The first problem is that the state decided there was a problem. Despite the rolling blackouts of last spring, there was never a shortage of available electricity in California. But there was a shortage of electricity at prices the state's retail power suppliers were willing or able to pay. This was the result of a poorly constructed utility regulation in 1996 (incorrectly dubbed 'deregulation'), resulting in capped power prices at the retail level but market prices at the wholesale level. Without the ability to let their prices reflect their costs, the retailers found themselves in the position of not being able to pay the wholesale electricity prices. In came the state to save the day.

But in addition to buying electricity at the highest possible price and using long-term debt to do it, California allowed many large businesses to opt out of the state's program and purchase electricity direct from independent producers. The Department of Water Resources estimates the exempted businesses may reduce overall power demand from the state as much as 33 percent. As a result, California is obligated to purchase significantly more electricity than it needs.

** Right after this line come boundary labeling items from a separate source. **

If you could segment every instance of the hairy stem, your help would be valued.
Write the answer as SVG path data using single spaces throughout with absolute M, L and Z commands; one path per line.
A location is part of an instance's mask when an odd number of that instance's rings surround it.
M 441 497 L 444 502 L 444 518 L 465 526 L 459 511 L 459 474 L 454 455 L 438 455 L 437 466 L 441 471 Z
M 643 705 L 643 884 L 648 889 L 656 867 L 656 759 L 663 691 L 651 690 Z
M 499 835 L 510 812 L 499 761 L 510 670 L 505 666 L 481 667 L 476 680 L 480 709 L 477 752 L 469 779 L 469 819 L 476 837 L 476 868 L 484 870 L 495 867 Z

The state's 'solution' created its own set of problems, most of which exacerbate the original condition. One of the criticisms in California is that the state went too long without building any new power plants or other electricity sources. With a guaranteed glut of government-owned electricity over the next ten years, what financial incentive is there to produce alternative sources of electricity? Typically, the free market provides a financial incentive for innovation and risk taking, but the state government has short-circuited this mechanism by artificially manipulating both wholesale and retail electricity prices. Then, by buying more electricity than it needs, it guarantees an imbalance in supply, further worsening the problem.

Isn't it interesting that the power users who most depend on a reliable source of affordable electricity ' large manufacturers and other businesses ' decided they would be better off not participating in the state's solution? Free markets and private enterprise win again.